Avery Schacht is a volunteer fire fighter for the Lake Andes Fire Department and has been since 2021. She joined the department as soon as she turned 18 years old. Even though firefighting has become a way of life for Avery, it was not even on her list of career options until she was 16 when her interest in becoming a firefighter was sparked. She wanted to help her community and see what opportunities that firefighting could offer her. Avery is currently enrolled to take her Fire 1 and Fire 2 classes and has completed the introductory classes to be qualified as a wildland firefighter. She plans to continue to learn more about firefighting and advance in the industry. One certification that is at the top of her to do list is to become a sawyer. A sawyer is a wildland firefighter who cuts down trees and vegetation to create firebreaks in order to help manage the spread of wildfires.
This is Avery’s first year as a wildland firefighter. In total she has traveled three months over the course of this past summer. Even though she has not traveled as much as she had hoped, she is thankful to have gotten the opportunity to see the spectacular countryside of Colorado, Wyoming, Nevada, Utah and Northern, California. During this particular firefighting trip, she has been fighting fires for the past three weeks. Unless their job gets extended, Avery will return to Lake Andes on October 25th.
What Avery really enjoys about being a wildland firefighter is the bonds that are made between firefighters, becoming family away from home and lifelong friends. Wildland firefighters belong to a very small circle of individuals with many of them knowing each other even though they reside states apart. Even though the terrain can be difficult to maneuver especially for the distances that the firefighters have to cover, the views that she gets to see and be surrounded by more than make up for it. Avery has gotten to see places where people have never ventured to before.

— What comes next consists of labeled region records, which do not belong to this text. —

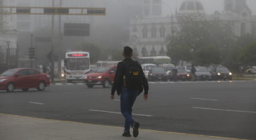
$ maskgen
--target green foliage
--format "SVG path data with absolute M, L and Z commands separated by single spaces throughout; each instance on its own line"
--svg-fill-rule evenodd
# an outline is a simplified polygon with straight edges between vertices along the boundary
M 178 19 L 180 29 L 168 39 L 168 54 L 173 60 L 207 66 L 220 64 L 226 57 L 223 51 L 232 46 L 235 39 L 230 23 L 214 17 L 206 19 L 200 14 Z
M 100 59 L 100 49 L 94 44 L 84 42 L 78 46 L 76 49 L 89 52 L 91 64 L 96 63 Z

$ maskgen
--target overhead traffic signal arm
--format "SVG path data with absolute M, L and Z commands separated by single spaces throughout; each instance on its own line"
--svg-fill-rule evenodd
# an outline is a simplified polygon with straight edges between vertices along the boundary
M 106 15 L 106 8 L 0 6 L 1 14 Z

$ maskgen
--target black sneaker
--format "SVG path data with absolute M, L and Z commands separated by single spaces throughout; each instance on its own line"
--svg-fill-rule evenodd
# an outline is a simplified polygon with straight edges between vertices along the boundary
M 138 122 L 134 122 L 133 124 L 133 131 L 132 131 L 132 134 L 134 138 L 136 138 L 139 135 L 139 127 L 140 126 L 140 123 Z
M 125 136 L 126 137 L 129 137 L 131 136 L 130 134 L 130 132 L 127 132 L 126 131 L 124 131 L 124 133 L 123 133 L 123 136 Z

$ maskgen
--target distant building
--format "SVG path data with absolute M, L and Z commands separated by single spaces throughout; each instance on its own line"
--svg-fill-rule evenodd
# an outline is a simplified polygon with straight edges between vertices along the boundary
M 246 0 L 224 0 L 223 12 L 214 13 L 222 20 L 232 21 L 234 33 L 238 36 L 246 33 L 256 35 L 256 15 L 252 15 L 246 2 Z M 199 0 L 184 0 L 178 14 L 194 13 L 200 13 L 206 18 L 211 16 L 206 15 Z M 139 57 L 165 55 L 168 44 L 166 39 L 172 35 L 172 31 L 178 29 L 175 14 L 172 20 L 171 16 L 161 18 L 160 16 L 135 18 L 130 24 L 130 45 Z

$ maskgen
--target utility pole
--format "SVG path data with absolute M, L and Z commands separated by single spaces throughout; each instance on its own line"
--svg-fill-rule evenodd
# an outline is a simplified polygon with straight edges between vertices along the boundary
M 60 7 L 61 7 L 62 0 L 60 0 Z M 62 54 L 62 40 L 61 33 L 61 16 L 59 16 L 59 51 L 58 53 L 58 76 L 59 78 L 61 78 L 61 55 Z
M 54 0 L 52 0 L 52 7 L 54 7 Z M 51 80 L 54 81 L 54 15 L 52 15 L 52 51 L 51 51 Z

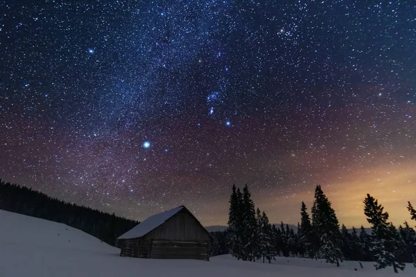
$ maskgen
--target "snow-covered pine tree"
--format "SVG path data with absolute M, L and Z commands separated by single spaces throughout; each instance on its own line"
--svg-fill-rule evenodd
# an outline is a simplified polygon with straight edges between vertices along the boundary
M 227 241 L 229 253 L 238 260 L 241 259 L 241 193 L 236 186 L 232 186 L 232 193 L 229 197 L 229 211 L 228 213 Z
M 264 249 L 263 248 L 264 234 L 261 226 L 261 212 L 259 208 L 256 210 L 256 234 L 253 240 L 254 256 L 255 259 L 261 259 L 263 257 L 263 262 L 264 262 Z
M 371 251 L 371 246 L 372 244 L 372 238 L 370 234 L 365 231 L 365 229 L 363 225 L 360 229 L 360 247 L 362 252 L 361 260 L 363 261 L 373 260 L 373 256 Z
M 409 212 L 410 213 L 412 220 L 416 220 L 416 210 L 413 208 L 413 206 L 410 202 L 408 202 L 408 210 L 409 210 Z
M 283 222 L 280 222 L 280 236 L 279 240 L 279 246 L 281 251 L 281 253 L 284 257 L 289 256 L 289 245 L 288 245 L 288 235 L 285 231 L 284 224 Z
M 416 254 L 416 232 L 405 221 L 404 227 L 401 225 L 399 226 L 399 233 L 403 248 L 399 260 L 404 262 L 413 262 L 412 255 Z
M 304 242 L 301 240 L 302 234 L 300 233 L 300 223 L 297 222 L 297 231 L 295 233 L 295 240 L 296 240 L 296 251 L 299 255 L 299 257 L 304 258 L 305 256 L 305 253 L 306 250 L 305 249 L 305 246 Z
M 313 246 L 313 235 L 311 217 L 308 214 L 306 205 L 302 202 L 300 207 L 300 243 L 309 258 L 313 258 L 315 256 Z
M 341 251 L 345 260 L 352 260 L 352 246 L 351 234 L 348 232 L 345 225 L 341 226 Z
M 243 189 L 242 208 L 242 252 L 243 260 L 254 261 L 255 258 L 255 238 L 257 231 L 257 222 L 256 220 L 256 211 L 254 203 L 251 199 L 251 194 L 248 190 L 247 184 Z
M 399 235 L 396 228 L 388 223 L 388 213 L 378 201 L 367 194 L 364 199 L 364 214 L 367 221 L 372 224 L 373 237 L 371 250 L 374 253 L 376 269 L 393 267 L 395 273 L 398 269 L 403 270 L 405 264 L 399 261 L 401 249 L 399 249 Z
M 296 242 L 296 235 L 293 229 L 289 228 L 289 225 L 286 224 L 286 234 L 288 235 L 288 245 L 289 248 L 289 256 L 291 253 L 293 256 L 297 256 L 297 248 Z
M 315 189 L 315 200 L 312 207 L 312 226 L 319 238 L 320 256 L 327 262 L 336 263 L 339 267 L 343 261 L 339 248 L 340 226 L 335 211 L 324 194 L 320 185 Z
M 360 238 L 357 234 L 356 229 L 354 226 L 352 227 L 352 231 L 351 232 L 350 240 L 351 260 L 365 260 L 360 243 Z
M 275 256 L 280 256 L 281 249 L 280 248 L 280 229 L 276 225 L 272 225 L 272 245 Z
M 272 260 L 275 260 L 276 253 L 274 247 L 272 245 L 272 226 L 269 223 L 268 217 L 266 213 L 263 211 L 261 217 L 261 255 L 263 257 L 263 262 L 266 259 L 269 263 Z

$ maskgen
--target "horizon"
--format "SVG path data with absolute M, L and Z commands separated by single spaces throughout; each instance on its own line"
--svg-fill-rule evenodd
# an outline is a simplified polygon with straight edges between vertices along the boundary
M 248 184 L 273 222 L 316 184 L 340 224 L 367 224 L 367 193 L 410 220 L 410 1 L 157 2 L 6 0 L 1 176 L 137 220 L 221 224 Z

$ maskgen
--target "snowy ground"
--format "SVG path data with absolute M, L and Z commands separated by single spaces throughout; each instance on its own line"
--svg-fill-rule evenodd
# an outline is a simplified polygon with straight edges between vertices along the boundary
M 376 271 L 370 262 L 361 269 L 356 262 L 345 262 L 336 268 L 295 258 L 279 258 L 268 265 L 237 261 L 229 256 L 205 262 L 137 259 L 119 253 L 118 249 L 64 224 L 0 210 L 1 277 L 396 276 L 392 269 Z M 408 265 L 399 274 L 414 276 L 416 269 Z

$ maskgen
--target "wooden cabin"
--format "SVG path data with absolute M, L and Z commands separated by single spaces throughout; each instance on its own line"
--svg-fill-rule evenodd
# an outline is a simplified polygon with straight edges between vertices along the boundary
M 184 206 L 152 215 L 121 235 L 120 256 L 209 260 L 212 235 Z

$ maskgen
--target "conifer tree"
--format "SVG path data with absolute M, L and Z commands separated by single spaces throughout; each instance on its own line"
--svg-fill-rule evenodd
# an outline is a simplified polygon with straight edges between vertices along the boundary
M 265 240 L 265 234 L 263 233 L 261 226 L 261 212 L 257 208 L 256 210 L 256 233 L 254 237 L 254 257 L 255 259 L 260 259 L 263 257 L 263 262 L 264 262 L 264 251 L 263 243 Z
M 374 256 L 374 267 L 380 269 L 388 266 L 393 267 L 395 273 L 397 269 L 403 270 L 405 264 L 399 260 L 401 255 L 399 233 L 391 223 L 388 223 L 388 213 L 373 197 L 367 195 L 364 199 L 364 214 L 367 221 L 372 225 L 372 251 Z
M 263 262 L 266 259 L 269 263 L 272 260 L 275 260 L 276 256 L 274 247 L 272 245 L 272 226 L 269 223 L 268 217 L 263 211 L 260 217 L 261 229 L 261 249 Z
M 286 233 L 286 231 L 285 231 L 283 222 L 280 222 L 280 236 L 279 244 L 284 257 L 289 256 L 289 247 L 288 243 L 288 235 L 289 234 Z
M 272 245 L 275 256 L 280 256 L 281 249 L 280 247 L 280 229 L 276 225 L 272 225 Z
M 257 222 L 254 204 L 251 199 L 251 194 L 247 184 L 243 190 L 243 203 L 241 204 L 241 215 L 243 229 L 242 230 L 242 252 L 244 260 L 255 261 L 256 256 L 256 233 Z
M 342 252 L 339 249 L 339 224 L 335 211 L 331 206 L 321 186 L 316 186 L 312 207 L 312 226 L 319 239 L 320 256 L 327 262 L 336 263 L 339 267 L 339 262 L 343 261 Z
M 241 256 L 241 193 L 236 186 L 232 186 L 232 193 L 229 197 L 229 211 L 228 213 L 227 241 L 229 253 L 238 260 Z
M 355 227 L 352 227 L 352 231 L 350 235 L 350 249 L 351 249 L 351 260 L 364 260 L 363 253 L 360 243 L 360 239 L 357 234 L 357 231 Z
M 372 260 L 373 254 L 371 251 L 372 240 L 371 235 L 365 231 L 365 229 L 361 225 L 360 231 L 360 246 L 361 248 L 362 258 L 361 260 Z
M 413 208 L 413 206 L 410 202 L 408 202 L 408 210 L 410 213 L 412 220 L 416 220 L 416 210 Z
M 404 262 L 413 262 L 412 255 L 416 254 L 416 232 L 407 222 L 404 222 L 404 227 L 399 226 L 399 233 L 401 238 L 403 251 L 399 260 Z
M 345 225 L 343 224 L 341 227 L 341 251 L 346 260 L 352 260 L 352 246 L 351 234 L 347 230 Z

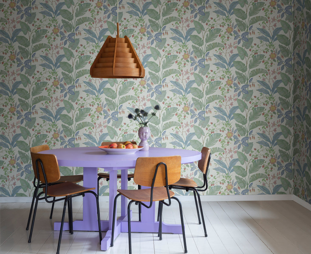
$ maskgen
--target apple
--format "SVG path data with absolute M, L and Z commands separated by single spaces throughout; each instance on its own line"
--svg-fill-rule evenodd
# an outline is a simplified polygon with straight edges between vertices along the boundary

What motivates Avery to engage in this type of work is her love for the job. It allows her to be outside all of the time, the work is always interesting and with each fire being different she is always learning and her knowledge of firefighting evolving. It is a career that she never saw herself doing, but now could not imagine not being a part of her life.
When asked if there were any special techniques that are unique to wildland fires, Avery said that there were not, but that it is very different than volunteer and structural firefighting. Due to the locations of wildfires, the firefighters have to walk quite a distance to reach their destination with their only tools being a shovel, an axe and a chainsaw. As they are walking toward the fire, they lay out hose in order to use water to assist them. When the firefighters reach the fire location, one of the first things that they usually do is dig a hard line to slow the spread of the fire or to contain it. The hard line is dug into the dirt with the team’s tools, so that once the fire reaches the line, it cannot continue on that path. While fire team members are digging the hard line, the sawyers are clearing the brush and trees around the line in order for the fire not to have anything to continue on its path of destruction. At most wildfires, dozers are usually on hand that do the same things as the hardline diggers just faster and on a much larger scale. These techniques work well for ground fires, but not when the fire spreads via tree tops. Then the firefighters have to rely on airplanes and helicopters to dump water or make a retardant line to stop or slow the fire. After the airplanes and helicopters have the fire contained, the firefighters go in and make a line while removing the trees that could once again help spread the fire. One other tactic that can sometimes be utilized in wildfires is a back burn which is used mainly to protect structures and the firefighters themselves. When utilizing this technique, the firefighters will light a fire that burns towards the current fire. A back burn can stop an uncontrolled fire because a fire will not burn what has already been burnt. Wildland firefighters often have to work day and night to be able to stop the fires as quickly as possible in order to minimize its effect on the wildlife, vegetation and residents of the area.
Even though this is her first year as a wildland firefighter, she cannot even put into words the amount of destruction that she has witnessed. She has seen hundreds of thousands of acres of forest on fire; neighborhoods of million dollar houses that have burnt to the ground, but left the neighbor’s home untouched; have experienced animals fleeing for their lives almost running into her in the process; burnt cars and campers that had to be abandoned because people did not have enough time to gather their belongings; and even most heartbreakingly saw smaller animals that were in the fire come out of it to cross the hardline and end up spreading the fire once more.
Being any type of firefighter is dangerous due to the nearly unpredictable nature of fires, but it is thanks to the hard-working men and women firefighters like Avery that protect both people and nature, that we can rest easier at night knowing that we are safe and protected.